For more than 140 years, Winchester has been on a ride. Some years have been smooth and others

bumpy, but the recent iteration of the iconic name licensed to Falcon Outdoors is capable of taking an

unexpected gallop through the archery business.

Winchester Archery says the extension of the name, which has been owned by the Olin Corporation for the most recent 81 of its 145 years, is natural. After all, Winchester—the Gun that Won the West—is associated with reliable outdoor equipment for hunters and shooters. So today, with offices in Secaucus, New Jersey, “Winchester Archery products are designed, tested, and Made in America by passionate bowhunters.”

Compounds and crossbows are current Winchester Archery offerings—a line-up of superior bows with plenty of bells and whistles that are affordable for the American bowhunter.

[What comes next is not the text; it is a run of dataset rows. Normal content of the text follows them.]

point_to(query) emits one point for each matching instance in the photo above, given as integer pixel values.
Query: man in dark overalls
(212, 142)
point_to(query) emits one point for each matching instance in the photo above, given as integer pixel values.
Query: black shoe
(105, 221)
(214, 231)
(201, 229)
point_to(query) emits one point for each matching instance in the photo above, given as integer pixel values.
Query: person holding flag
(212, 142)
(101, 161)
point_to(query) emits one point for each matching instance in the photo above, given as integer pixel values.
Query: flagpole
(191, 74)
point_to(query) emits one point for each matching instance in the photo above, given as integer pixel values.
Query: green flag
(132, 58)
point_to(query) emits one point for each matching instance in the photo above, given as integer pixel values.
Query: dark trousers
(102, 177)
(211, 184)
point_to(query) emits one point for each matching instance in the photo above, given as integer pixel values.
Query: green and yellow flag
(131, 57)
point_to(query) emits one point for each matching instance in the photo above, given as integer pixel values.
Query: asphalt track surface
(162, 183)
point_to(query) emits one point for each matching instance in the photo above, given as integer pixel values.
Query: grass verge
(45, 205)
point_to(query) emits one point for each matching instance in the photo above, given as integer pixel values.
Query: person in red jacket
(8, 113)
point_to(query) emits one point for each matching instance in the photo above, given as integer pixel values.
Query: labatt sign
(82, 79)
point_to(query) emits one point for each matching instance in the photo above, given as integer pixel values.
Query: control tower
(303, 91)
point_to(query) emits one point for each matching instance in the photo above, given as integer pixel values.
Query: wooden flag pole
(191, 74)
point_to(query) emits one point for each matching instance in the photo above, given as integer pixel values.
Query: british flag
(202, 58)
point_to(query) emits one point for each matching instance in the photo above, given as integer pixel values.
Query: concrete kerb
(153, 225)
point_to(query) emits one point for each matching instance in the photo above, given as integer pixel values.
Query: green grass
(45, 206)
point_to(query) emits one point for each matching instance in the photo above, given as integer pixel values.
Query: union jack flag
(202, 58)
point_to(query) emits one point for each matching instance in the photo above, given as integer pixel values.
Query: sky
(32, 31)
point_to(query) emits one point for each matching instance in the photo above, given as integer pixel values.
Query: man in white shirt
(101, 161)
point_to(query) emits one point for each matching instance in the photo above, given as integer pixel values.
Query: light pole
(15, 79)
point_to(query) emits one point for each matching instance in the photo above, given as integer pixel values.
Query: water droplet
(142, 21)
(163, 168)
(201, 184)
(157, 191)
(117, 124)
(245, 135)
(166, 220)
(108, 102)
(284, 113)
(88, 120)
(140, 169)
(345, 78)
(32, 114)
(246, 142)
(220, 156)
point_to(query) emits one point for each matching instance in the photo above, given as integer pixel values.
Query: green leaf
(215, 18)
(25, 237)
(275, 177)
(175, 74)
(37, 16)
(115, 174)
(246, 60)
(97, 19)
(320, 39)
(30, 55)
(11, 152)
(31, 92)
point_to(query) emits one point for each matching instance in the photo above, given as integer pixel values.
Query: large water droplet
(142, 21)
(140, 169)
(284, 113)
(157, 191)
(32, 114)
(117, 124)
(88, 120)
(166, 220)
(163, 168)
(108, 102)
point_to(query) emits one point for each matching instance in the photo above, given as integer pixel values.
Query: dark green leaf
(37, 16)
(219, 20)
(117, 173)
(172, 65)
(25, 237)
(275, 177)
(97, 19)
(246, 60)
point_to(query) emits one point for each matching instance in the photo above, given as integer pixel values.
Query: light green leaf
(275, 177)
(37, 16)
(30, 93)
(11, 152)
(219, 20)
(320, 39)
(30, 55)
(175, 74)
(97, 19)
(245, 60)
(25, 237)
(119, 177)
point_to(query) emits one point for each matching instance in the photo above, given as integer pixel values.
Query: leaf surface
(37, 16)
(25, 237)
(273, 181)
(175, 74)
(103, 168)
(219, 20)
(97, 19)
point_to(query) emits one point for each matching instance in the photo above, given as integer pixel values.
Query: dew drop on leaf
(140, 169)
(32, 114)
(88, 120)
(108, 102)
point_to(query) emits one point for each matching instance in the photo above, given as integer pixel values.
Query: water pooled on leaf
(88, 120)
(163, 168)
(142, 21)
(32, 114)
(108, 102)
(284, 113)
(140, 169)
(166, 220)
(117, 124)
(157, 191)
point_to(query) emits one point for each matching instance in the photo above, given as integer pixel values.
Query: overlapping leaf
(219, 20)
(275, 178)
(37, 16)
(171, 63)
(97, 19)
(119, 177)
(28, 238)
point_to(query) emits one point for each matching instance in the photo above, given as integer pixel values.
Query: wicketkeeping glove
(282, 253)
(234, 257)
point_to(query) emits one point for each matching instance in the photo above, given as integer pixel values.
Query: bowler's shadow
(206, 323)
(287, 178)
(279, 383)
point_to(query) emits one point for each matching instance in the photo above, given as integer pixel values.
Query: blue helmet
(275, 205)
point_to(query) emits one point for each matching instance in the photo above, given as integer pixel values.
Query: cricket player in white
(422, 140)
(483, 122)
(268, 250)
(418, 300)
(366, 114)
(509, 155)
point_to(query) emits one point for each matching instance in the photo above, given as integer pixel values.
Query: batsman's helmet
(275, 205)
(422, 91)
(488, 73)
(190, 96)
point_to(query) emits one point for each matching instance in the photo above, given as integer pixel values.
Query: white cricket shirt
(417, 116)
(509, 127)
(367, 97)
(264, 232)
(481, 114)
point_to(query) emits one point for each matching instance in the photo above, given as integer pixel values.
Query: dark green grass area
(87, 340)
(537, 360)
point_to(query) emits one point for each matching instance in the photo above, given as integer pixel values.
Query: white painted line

In the compound line that means six bows with price points from $299 to $699—and an introductory 2013 bow priced at $399 to meet the needs of bowhunters seeking a lot of bang for their buck. “High performance,” says Tim Barber, vice president of Business Development, “without the high price tag.

“There just isn’t a down side to working with Winchester,” Barber continued. “It helps us focus on quality because we have a name to live up to, but it is a well-established brand in the outdoors. People who walk into a pro shop for the first time recognize our name.”

An example of the Winchester Archery performance/price philosophy can be seen in its line of vertical compound bows. Bows with machined aluminum risers step down incrementally from the Quicksilver 34, a fast, top-of-the-line hunter, to the Thunderbolt—an excellent starter compound capable of nearly 300 fps. (The Destiny is mechanically the same as the Thunderbolt, the difference being that instead of Next G-1 Vista camo, it is finished in Realtree Hardwoods Pink.)

Here’s a quick profile of the Quicksilver 34: 34 inches axle to axle, 343 fps, 27 to 30 inches draw length (adjustable with modules in ½-inch increments), peak draw weights of 50-60-70 pounds, 3.9 pounds mass weight, and letoff of 55 or 80 percent. The “Sudden Stop” string dampener, twin wheel cable roller, stainless hardware and speed buttons are standard. That’s a lot of bow for just $699.

The entry level for Winchester is the $299 Thunderbolt, weighing less than 2.5 pounds. Barber is proud of this highly adjustable model, which he refers to as, a “youth bow:” 17 to 30 inches in draw length and 9 to 54 pounds draw weight. “Whether you’re five or 75 you can use this bow to learn to shoot.”

For 2013, Winchester will bring the $399 Laredo into its vertical compound line. The Laredo is a price-point bow and is highly adjustable: 17 to 30 inches draw length with weights to 60 pounds and speeds to 328 fps. Winchester’s only solid limb bow, the Tracker, retails at $499. “We want to hit every price point and experience level,” Barber says. “We want everyone to have a Winchester opportunity.”

For 2013, Winchester will develop the high end of its vertical compound line as “SS” models. SS bows will have

both enhanced performance and speed. You can see these bows early in the year—either at the ATA Trade Show or a favorite distributor trade show.

“There are people who don’t have time to learn to shoot a vertical compound—much less a traditional bow—but who would love to hunt,” Barber says. “So, Winchester Archery has developed compound crossbows and vertical compounds.”

The Winchester line currently offers three adult-sized, split limb camouflaged hunting crossbows: Stallion (350 fps, 110 ft.-lbs. KE), Blaze (330 fps, 102 ft.-lbs. KE) and Bronco (315 fps, 93 ft.-lbs. KE). Each has a noise dampening cheek piece and a unique stock design for the fore-arm. These crossbows are very narrow, very lightweight, with fine trigger systems. “Anyone who spends a half-hour shooting one can sight their crossbow in and go out and hunt.”

The high-end Stallion has a anti-dry-fire built in, and an arrow retention plunger inside the trigger housing that eliminates the long finger extending over the base of the arrow which holds it on the track. It has twin (one on each side of the track) string dampeners and several scope options made for Winchester by Hawke Optics: an electronic two-color three-dot sight, 3X multi- or illuminated reticles, and a 1-4X variable.

“Regardless of your age, physical abilities, stature, or size of your pocketbook, we want Winchester to be your brand,” Barber says. “And we have seen incredible growth just in the last couple years. For 2013, we’re enhancing the cams on our crossbows to tweak arrow speeds upward. Our goal is to help dealers sell Winchester with little or no effort. If we do that, we’re succeeding.”